Last year there were three birds nesting in our vicinity.  An eastern phoebe built a nest above the right front door light although there might have been too much traffic there for her to be successful in raising her young.  A nest was built there two years in a row.

A scarlet tanager raised a family in a bird box stationed at a large white pine a foot higher feet than my head less than an hundred feet away from our entrance although I never spotted the brightly colored male.  I had never seen one before.

A catbird made a nest in the thicket of one gigantic bush in the corner of our yard.  One of our cats found the nest and flushed the young catbird out of the bush and we shooed the cat away immediately.  The frightened baby bird hopped into the open garage chirping in fright.  My son who happened to be at my house first had to move a table and a filing cabinet out of the garage to reach the scared little bird who had hopped deep into the cluttered garage.  He trapped the baby bird carefully scooped up into a little box without touching it and safely released it back into the overgrown bush where its nest lay.

I want all the birds in our neighborhood to know they are welcome to visit our premises and raise their young.  Every day I watch them come to and fro our feeders.  Soon I will put out nectar for our hummingbird feeders and watch the miniature “helicopters” come back and forth and jostle for position at their feeders.  We will have one feeder at the window just so we can watch them closeup.

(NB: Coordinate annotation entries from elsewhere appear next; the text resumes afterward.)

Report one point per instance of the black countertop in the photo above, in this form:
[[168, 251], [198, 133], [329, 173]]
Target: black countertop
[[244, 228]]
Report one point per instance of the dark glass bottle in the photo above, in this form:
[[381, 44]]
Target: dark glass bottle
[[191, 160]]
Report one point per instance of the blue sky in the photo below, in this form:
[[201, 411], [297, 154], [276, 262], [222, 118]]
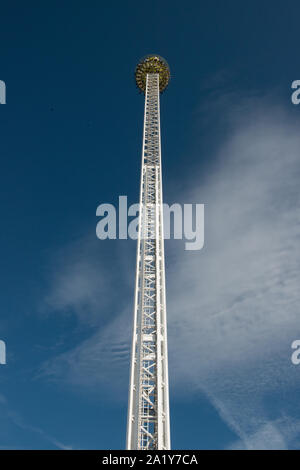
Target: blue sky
[[71, 136]]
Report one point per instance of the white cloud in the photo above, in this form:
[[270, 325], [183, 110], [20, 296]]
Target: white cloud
[[233, 308]]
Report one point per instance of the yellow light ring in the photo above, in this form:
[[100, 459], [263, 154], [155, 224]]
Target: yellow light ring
[[152, 64]]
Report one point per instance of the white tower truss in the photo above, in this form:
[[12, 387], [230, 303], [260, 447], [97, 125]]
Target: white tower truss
[[148, 424]]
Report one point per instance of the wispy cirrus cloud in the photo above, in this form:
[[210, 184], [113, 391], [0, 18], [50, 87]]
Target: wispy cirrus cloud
[[233, 307]]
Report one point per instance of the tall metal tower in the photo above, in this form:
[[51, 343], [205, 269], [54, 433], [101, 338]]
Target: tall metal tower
[[148, 424]]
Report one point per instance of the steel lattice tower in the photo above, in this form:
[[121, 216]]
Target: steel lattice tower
[[148, 424]]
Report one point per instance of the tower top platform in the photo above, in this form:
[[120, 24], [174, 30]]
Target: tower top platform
[[152, 63]]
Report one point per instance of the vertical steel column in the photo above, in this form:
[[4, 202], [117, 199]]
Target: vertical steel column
[[148, 424]]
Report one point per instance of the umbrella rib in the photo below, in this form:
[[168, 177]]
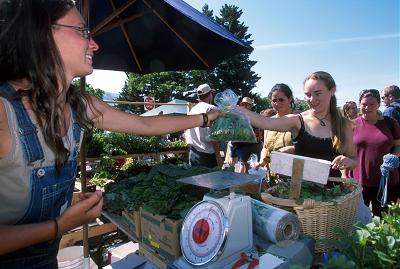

There is such a variety of birds that come to our feeders.  The magnificent ten inch long red bellied woodpecker with its gorgeously marked red head occasionally feeds on our suet feeder (which I have placed right next to the trunk of the large white pine tree) and there is his companion–the smaller downy woodpecker which stands at attention as it climbs up and down the trunk of the same tree also feeding on the suet.  Then there is the diminutive brown creeper who is aptly named who also feeds on the suet and my favorite–the fearless chickadee whose antics I always love watching.

This is, of course, an incomplete list.  I want them all to feel welcome and the birds continue to come here in a constant stream.  I joyously greet them each morning and watch them all day and never know when an odd bird makes its appearance like the indigo buntings that seem to come through here once or twice a year in flocks.  I never know for sure what I will see outside my window.  I want the birds to always feel welcome.